Pour ce qui concerne le Kosovo, M. Martti Ahtisaari, l'envoyé spécial du Secrétaire général des Nations unies, est venu nous faire un point des travaux qu'il conduit sur le statut futur du Kosovo. J'ai marqué l'importance, pour l'Union européenne, de continuer à soutenir ses efforts visant à parvenir à un règlement garant de la stabilité pour la région et protecteur de toutes les communautés vivant au Kosovo. M. Ahtisaari a donc tout notre soutien.
Nous avons également eu un échange de vues utile sur la Serbie. Comme l'a redit ce matin le commissaire Rehn, il faut être clair : les négociations de l'accord de stabilisation et d'association avec Belgrade ne pourront reprendre que si le constat d'une pleine coopération avec le Tribunal pénal international est fait. C'est une condition explicite, importante et connue de tous depuis le début, c'est-à-dire depuis que nous avons offert une perspective européenne aux Balkans en novembre 2000. Il serait donc hautement souhaitable que le Premier ministre serbe appelle publiquement à l'arrestation de Mladic, entre autres choses. Ceci n'est pas suffisant, mais nous l'attendons toujours.
S'agissant du Proche-Orient, le débat qui s'est terminé il y a quelques instants a été assez long. Le Conseil se réunit en ce moment même pour adopter formellement le texte des conclusions auxquelles nous sommes parvenus. Javier Solana nous a rendu compte de sa tournée dans la région. Nous avons évoqué, bien sûr, la situation dans la bande de Gaza et déploré fortement les tirs d'artillerie indiscriminés. Nous avons aussi tous redit la nécessité de soutenir M. Mahmoud Abbas afin que ses efforts pour former un gouvernement d'Union nationale soient couronnés de succès. Cette perspective, vous le savez, serait susceptible d'enclencher une dynamique favorable et l'Union européenne aurait, dans ce contexte, un rôle essentiel à jouer. Vous connaissez notre conviction : il est indispensable de retrouver une perspective politique. La mise en place d'un gouvernement d'union nationale pourrait laisser espérer qu'une nouvelle dynamique apparaisse et, si tel était le cas, l'Union devrait peser de tout son poids pour que s'engage un processus de dialogue et de paix.
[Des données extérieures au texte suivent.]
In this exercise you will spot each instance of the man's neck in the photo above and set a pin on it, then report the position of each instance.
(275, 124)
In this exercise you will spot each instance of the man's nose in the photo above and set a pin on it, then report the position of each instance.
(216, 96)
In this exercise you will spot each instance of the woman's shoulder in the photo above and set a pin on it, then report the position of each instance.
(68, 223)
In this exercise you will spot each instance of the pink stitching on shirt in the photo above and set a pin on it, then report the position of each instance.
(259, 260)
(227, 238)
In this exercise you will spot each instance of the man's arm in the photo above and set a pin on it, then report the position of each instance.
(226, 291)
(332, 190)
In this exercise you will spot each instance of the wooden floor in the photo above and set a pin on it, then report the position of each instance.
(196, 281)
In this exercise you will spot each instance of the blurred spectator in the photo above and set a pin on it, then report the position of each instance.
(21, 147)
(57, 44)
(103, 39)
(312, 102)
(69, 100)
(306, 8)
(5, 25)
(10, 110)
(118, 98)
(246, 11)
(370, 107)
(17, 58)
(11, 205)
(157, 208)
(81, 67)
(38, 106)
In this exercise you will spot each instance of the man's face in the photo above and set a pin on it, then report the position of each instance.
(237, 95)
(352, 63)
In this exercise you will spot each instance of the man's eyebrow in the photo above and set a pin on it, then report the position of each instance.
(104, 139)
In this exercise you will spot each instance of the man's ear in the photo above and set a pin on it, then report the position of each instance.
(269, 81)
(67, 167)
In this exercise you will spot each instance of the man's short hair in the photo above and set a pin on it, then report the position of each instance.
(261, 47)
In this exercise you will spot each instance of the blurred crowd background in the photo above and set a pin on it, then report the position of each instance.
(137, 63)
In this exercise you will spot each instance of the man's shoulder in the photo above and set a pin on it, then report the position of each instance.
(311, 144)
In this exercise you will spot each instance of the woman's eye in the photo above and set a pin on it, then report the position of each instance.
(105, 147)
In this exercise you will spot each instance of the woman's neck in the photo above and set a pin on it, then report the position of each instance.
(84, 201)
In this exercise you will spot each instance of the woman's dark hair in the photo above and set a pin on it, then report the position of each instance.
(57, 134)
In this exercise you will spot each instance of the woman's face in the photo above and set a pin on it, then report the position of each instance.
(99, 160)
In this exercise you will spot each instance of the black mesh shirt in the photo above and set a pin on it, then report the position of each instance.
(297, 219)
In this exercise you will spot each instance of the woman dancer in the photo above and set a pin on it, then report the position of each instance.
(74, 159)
Sur le Liban, nous avons fait le point de la mise en oeuvre de la résolution 1701. Il convient de la respecter pleinement, ce qui suppose une cessation par Israël de ses survols du territoire libanais, le désarmement des milices et un contrôle étroit de l'embargo sur les armes. Le volet politique de la résolution est également capital, qu'il s'agisse des fermes de Chebaa ou de la question des prisonniers, sujets que nous évoquons régulièrement. Et puis, dans les circonstances actuelles, nous avons redit tout notre soutien au gouvernement de M. Siniora et notre volonté de voir le tribunal international se mettre en place dans les meilleurs délais. J'ai enfin demandé à mes collègues de rester mobilisés dans la perspective de la future conférence internationale des amis du Liban, qui se tiendra à Paris à la fin du mois de janvier.
Enfin et avant de répondre à vos questions, sur l'Iran, Javier Solana a fait une présentation de l'état des discussions. Ces discussions techniques sont toujours délicates mais nous avons bon espoir de voir aboutir rapidement les travaux en cours au Conseil de sécurité sur une résolution à l'encontre de l'Iran, pour que ce pays se conforme à ses engagements internationaux. Bien sûr, nous ne perdons pas l'espoir que l'Iran accepte les conditions d'un retour à la négociation. C'est ce qui fonde notre approche lorsque nous disons que les sanctions prévues doivent être progressives, ciblées et réversibles, comme le Premier ministre l'a encore redit hier.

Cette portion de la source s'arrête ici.